With Northwestern's regular season over, and only the bowl game remaining, it's time to evaluate the Wildcats' 2015 season. Over the next two weeks, between Monday, Dec. 14 and Christmas, we'll be going position by position and doling out grades to every Northwestern player that was a significant contributor this year. We'll start with the quarterbacks, progress through the offense, move over to the defensive side of the ball, and then finish up with special teams and coaches on Christmas Eve.
Today, we look at the super backs.
Dan Vitale: B
33 receptions, 355 yards, 4 touchdowns
In his senior season, Vitale emerged as Clayton Thorson's top receiver and led the team in receptions, yards and touchdowns. He also played a big role in Northwestern's running game, helping seal the edge as a tight end and pave the way as a fullback. This versatility is what makes Vitale so special, and an NFL prospect.

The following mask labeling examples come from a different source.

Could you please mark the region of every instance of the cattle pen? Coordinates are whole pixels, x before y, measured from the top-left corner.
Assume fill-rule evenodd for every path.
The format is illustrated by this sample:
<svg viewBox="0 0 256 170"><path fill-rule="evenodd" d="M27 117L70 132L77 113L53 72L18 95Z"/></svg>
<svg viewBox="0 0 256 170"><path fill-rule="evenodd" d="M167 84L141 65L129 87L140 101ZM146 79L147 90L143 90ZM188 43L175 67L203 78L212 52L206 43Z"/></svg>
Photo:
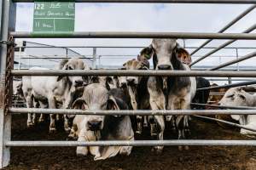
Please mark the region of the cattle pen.
<svg viewBox="0 0 256 170"><path fill-rule="evenodd" d="M64 0L63 0L64 1ZM241 33L224 33L247 14L256 8L256 0L75 0L75 3L221 3L221 4L252 4L252 7L242 12L218 33L208 32L117 32L117 31L79 31L42 33L30 31L15 31L15 10L17 3L34 3L34 0L0 0L1 3L1 86L3 89L4 105L0 110L0 167L9 164L10 147L18 146L154 146L154 145L216 145L216 146L256 146L255 140L221 140L221 139L165 139L165 140L135 140L135 141L32 141L11 140L11 116L17 113L38 114L67 114L67 115L256 115L256 109L241 108L230 110L54 110L12 108L12 81L13 76L207 76L207 77L256 77L255 71L218 71L220 68L239 63L242 60L256 56L256 52L250 53L232 61L216 65L207 71L123 71L123 70L90 70L90 71L45 71L45 70L14 70L14 50L15 38L186 38L209 39L191 53L191 55L206 46L211 40L230 40L207 54L191 63L190 66L210 57L212 54L225 48L236 40L256 40L256 33L250 33L256 29L256 24L251 26ZM255 81L244 82L230 85L230 87L255 84ZM223 87L219 87L221 88ZM204 89L201 89L204 90ZM242 113L241 110L242 110Z"/></svg>

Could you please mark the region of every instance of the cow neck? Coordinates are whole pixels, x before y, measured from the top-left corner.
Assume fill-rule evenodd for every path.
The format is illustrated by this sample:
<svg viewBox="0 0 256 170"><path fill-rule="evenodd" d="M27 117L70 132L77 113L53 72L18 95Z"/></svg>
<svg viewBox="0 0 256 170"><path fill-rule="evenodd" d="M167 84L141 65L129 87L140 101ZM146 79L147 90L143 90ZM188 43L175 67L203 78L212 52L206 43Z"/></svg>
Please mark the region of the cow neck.
<svg viewBox="0 0 256 170"><path fill-rule="evenodd" d="M256 94L253 94L252 95L252 97L253 97L253 107L256 107Z"/></svg>

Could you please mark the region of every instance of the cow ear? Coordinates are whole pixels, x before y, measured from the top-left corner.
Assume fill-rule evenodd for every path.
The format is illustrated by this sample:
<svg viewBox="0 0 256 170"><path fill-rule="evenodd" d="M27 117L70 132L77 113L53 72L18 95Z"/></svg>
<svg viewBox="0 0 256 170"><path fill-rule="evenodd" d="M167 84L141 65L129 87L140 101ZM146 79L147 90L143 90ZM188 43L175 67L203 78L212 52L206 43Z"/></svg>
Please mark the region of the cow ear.
<svg viewBox="0 0 256 170"><path fill-rule="evenodd" d="M67 63L62 66L61 70L68 70ZM57 78L57 82L60 82L63 77L63 76L59 76Z"/></svg>
<svg viewBox="0 0 256 170"><path fill-rule="evenodd" d="M117 101L113 95L110 95L108 100L108 110L120 110L119 105L117 104Z"/></svg>
<svg viewBox="0 0 256 170"><path fill-rule="evenodd" d="M83 98L77 99L73 104L72 104L72 109L87 109L85 106L85 101Z"/></svg>
<svg viewBox="0 0 256 170"><path fill-rule="evenodd" d="M89 83L98 83L99 82L100 82L99 76L90 76Z"/></svg>
<svg viewBox="0 0 256 170"><path fill-rule="evenodd" d="M230 115L231 118L236 120L236 121L239 121L240 119L240 116L239 115Z"/></svg>
<svg viewBox="0 0 256 170"><path fill-rule="evenodd" d="M186 65L189 65L192 62L191 56L189 52L179 45L177 45L176 48L176 56L182 63Z"/></svg>
<svg viewBox="0 0 256 170"><path fill-rule="evenodd" d="M153 55L153 47L152 45L143 48L140 54L137 56L137 60L143 61L152 58Z"/></svg>

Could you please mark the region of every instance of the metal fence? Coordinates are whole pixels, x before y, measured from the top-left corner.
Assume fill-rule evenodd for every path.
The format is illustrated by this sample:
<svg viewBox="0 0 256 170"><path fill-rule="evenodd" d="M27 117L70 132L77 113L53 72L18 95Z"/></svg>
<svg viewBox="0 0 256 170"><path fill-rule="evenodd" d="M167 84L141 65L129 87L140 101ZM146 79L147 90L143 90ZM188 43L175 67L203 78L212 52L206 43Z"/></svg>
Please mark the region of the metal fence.
<svg viewBox="0 0 256 170"><path fill-rule="evenodd" d="M189 39L243 39L256 40L255 33L248 33L251 26L243 33L202 33L202 32L73 32L73 33L32 33L16 32L15 3L12 1L0 0L3 4L1 21L2 40L13 42L12 38L189 38ZM14 0L14 2L32 3L33 0ZM256 4L255 0L75 0L77 3L251 3ZM1 6L2 7L2 6ZM225 46L225 45L223 45ZM6 167L10 160L9 147L15 146L85 146L85 145L256 145L254 140L139 140L139 141L12 141L11 115L15 113L62 113L62 114L94 114L94 115L210 115L210 114L255 114L256 110L53 110L53 109L19 109L10 108L11 83L13 76L230 76L230 77L256 77L255 71L14 71L12 43L1 45L1 74L4 82L4 109L0 114L0 166ZM207 58L207 56L204 57ZM236 60L236 62L239 62ZM236 63L234 62L234 63ZM5 78L4 78L5 77Z"/></svg>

Despite his team-leading numbers, Vitale was massively underused as a receiver by offensive coordinator Mick McCall this season. His 33 receptions and 355 yards were both Vitale's lowest totals since he amassed 28 and 288 his freshman year. He seemingly wasn't targeted at all at times, as he had just one reception in three games and only two receptions another three times. It's hard to penalize Vitale for his lack of involvement in the offense, especially with a freshman quarterback that struggled with accuracy and pass efficiency. But the fact of the matter is that Vitale's production was down in every statistic but touchdowns.

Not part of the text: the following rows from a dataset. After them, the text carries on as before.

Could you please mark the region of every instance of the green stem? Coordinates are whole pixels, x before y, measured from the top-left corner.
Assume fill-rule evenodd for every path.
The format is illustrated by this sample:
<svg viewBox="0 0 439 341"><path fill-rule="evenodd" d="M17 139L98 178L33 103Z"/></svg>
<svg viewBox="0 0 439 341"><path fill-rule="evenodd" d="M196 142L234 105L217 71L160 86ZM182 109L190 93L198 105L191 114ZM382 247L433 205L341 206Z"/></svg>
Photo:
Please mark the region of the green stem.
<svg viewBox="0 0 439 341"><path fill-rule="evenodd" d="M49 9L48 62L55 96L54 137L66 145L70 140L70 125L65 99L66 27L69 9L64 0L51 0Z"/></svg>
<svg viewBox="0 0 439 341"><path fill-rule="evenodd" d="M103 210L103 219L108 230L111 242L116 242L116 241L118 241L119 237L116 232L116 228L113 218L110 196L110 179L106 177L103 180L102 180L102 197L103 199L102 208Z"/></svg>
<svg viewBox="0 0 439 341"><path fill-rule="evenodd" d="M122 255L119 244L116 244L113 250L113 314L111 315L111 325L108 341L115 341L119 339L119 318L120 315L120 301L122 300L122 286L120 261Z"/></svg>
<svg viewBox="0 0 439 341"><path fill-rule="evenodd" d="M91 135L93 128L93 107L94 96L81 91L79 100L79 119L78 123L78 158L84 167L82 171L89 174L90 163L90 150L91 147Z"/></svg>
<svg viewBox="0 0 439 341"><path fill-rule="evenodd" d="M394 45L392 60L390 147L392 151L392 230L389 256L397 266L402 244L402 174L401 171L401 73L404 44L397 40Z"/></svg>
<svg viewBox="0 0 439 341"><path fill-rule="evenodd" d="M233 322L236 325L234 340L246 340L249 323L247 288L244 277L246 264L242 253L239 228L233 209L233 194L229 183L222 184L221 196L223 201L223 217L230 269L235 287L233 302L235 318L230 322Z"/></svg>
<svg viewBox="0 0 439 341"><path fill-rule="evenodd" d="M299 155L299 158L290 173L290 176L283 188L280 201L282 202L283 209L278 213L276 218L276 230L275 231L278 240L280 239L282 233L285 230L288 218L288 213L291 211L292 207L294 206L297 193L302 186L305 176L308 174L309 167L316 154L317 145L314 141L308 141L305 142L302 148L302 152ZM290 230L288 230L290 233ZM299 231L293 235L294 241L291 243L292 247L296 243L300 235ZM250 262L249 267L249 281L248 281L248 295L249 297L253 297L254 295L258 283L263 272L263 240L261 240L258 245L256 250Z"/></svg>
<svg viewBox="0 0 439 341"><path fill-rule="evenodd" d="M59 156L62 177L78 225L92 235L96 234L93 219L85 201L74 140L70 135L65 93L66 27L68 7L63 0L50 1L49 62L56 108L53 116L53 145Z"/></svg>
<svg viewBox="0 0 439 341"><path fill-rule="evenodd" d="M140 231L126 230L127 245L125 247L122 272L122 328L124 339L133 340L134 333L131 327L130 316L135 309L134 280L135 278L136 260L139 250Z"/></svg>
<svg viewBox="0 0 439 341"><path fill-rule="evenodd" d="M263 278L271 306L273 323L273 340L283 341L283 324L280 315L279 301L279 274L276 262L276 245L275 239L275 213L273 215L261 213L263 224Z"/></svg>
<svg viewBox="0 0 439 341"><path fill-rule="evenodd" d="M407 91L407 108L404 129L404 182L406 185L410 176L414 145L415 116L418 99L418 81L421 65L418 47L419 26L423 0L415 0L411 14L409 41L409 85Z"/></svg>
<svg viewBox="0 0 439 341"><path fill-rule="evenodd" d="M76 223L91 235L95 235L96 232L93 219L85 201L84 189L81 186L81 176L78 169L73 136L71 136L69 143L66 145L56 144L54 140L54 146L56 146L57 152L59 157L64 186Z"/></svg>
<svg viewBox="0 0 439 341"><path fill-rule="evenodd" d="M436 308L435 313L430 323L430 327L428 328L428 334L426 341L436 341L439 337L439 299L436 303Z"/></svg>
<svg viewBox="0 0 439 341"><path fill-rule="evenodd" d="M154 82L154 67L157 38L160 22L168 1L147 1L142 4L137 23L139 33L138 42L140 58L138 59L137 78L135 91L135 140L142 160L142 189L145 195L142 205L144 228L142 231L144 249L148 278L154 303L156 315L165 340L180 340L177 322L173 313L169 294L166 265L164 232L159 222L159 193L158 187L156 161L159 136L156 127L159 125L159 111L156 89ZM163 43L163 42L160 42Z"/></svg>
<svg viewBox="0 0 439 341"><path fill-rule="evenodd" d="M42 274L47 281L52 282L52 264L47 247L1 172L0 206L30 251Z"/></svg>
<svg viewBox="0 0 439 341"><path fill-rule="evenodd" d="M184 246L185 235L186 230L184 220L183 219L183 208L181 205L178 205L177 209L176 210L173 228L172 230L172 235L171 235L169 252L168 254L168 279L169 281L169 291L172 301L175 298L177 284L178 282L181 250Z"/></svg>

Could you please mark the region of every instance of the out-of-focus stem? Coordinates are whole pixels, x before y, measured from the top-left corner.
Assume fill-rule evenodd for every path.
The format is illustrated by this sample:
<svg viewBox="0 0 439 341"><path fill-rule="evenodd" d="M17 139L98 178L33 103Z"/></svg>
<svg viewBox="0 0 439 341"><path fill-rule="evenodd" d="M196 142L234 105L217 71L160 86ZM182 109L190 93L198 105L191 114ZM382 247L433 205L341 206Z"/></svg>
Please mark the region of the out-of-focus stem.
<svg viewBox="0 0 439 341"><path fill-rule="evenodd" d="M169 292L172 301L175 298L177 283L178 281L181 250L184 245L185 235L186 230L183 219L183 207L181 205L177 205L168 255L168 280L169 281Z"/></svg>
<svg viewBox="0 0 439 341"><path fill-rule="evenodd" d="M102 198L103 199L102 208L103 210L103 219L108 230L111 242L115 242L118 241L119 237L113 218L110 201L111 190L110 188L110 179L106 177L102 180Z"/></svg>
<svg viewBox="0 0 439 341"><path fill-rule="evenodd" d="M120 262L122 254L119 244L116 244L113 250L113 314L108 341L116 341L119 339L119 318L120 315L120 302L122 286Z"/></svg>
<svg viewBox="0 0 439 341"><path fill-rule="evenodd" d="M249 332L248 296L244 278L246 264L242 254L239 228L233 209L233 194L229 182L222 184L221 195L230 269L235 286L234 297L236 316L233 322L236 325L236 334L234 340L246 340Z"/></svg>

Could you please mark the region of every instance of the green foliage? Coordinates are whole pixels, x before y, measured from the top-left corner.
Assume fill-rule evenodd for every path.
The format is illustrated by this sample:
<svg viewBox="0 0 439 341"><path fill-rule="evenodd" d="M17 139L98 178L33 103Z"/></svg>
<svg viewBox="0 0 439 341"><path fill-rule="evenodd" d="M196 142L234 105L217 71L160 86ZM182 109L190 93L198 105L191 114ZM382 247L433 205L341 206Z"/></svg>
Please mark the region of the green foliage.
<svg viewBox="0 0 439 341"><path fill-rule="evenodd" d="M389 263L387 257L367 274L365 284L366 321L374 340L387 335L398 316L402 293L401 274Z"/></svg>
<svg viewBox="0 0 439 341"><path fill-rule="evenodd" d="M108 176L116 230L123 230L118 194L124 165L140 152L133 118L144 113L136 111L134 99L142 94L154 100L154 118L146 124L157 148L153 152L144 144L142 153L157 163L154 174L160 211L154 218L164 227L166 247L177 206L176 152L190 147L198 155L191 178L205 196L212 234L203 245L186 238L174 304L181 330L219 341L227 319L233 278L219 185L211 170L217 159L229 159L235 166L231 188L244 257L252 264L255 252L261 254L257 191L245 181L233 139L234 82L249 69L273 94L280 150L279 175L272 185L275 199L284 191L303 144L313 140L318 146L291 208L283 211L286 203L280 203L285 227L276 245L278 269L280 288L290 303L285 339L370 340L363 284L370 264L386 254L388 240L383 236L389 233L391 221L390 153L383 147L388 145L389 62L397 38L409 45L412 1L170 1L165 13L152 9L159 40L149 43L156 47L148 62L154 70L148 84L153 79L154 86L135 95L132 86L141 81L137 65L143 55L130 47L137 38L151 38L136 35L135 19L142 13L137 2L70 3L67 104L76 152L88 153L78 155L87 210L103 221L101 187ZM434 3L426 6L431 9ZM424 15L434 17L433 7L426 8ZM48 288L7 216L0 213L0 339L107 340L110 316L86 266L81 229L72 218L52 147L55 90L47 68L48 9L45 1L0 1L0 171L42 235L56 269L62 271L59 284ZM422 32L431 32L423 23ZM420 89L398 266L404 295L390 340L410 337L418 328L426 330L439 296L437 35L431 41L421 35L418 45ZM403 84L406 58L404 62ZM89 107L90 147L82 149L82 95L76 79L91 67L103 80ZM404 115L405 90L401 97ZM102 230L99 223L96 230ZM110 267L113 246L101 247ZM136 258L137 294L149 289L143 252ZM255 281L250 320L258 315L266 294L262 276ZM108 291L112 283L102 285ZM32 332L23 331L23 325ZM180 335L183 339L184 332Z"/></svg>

When involved in the offense, however, Vitale produced. The senior's best game of the year came against a pesky Ball State team in which he had 5 catches for 105 yards, including a 66-yard touchdown, the longest catch of his career. His second touchdown, a 22-yard reception, put Northwestern ahead for good. Vitale's third and fourth touchdowns were just as meaningful; the third was a 37-yard reception against Nebraska where Vitale stretched to get into the endzone to put Northwestern up 27-22 while the fourth came on a dangerous throw to the flat from Thorson that Vitale juggled, hauled in, and turned up the sideline for a 19 yards to tie up the Illinois game. He also caught five big passes against Penn State. Vitale played well when used in the offense but with his receptions and yards being down from his sophomore and junior seasons, he earns a B.
Garrett Dickerson: C-
11 receptions, 133 yards, 0 touchdowns
Like Vitale, it's hard to punish Dickerson for his lack of involvement in the offense. At 6'3", 250 pounds, the Wildcats were probably hoping to see a lot of growth from Dickerson in his sophomore campaign, especially as a receiver. He is definitely next in line to see more playing time with the graduation of Vitale, and will likely become a more consistent part of the offense next season. The blue-chipper's production was somewhat limited by an injury he suffered against Ball State, causing him to miss the Minnesota game. He still went without a reception in two full games.
Dickerson's two best games of the year came in big wins against Penn State and Wisconsin. He had a big 26-yard reception on third down against the Nittany Lions as well as a 20-yard reception against the Badgers. Dickerson did, however, drop what would have been a big completion in the Penn State win. Dickerson's production this season is worthy of a passing grade, but his lack of consistency, as well as a couple untimely drops, keeps him at a C-.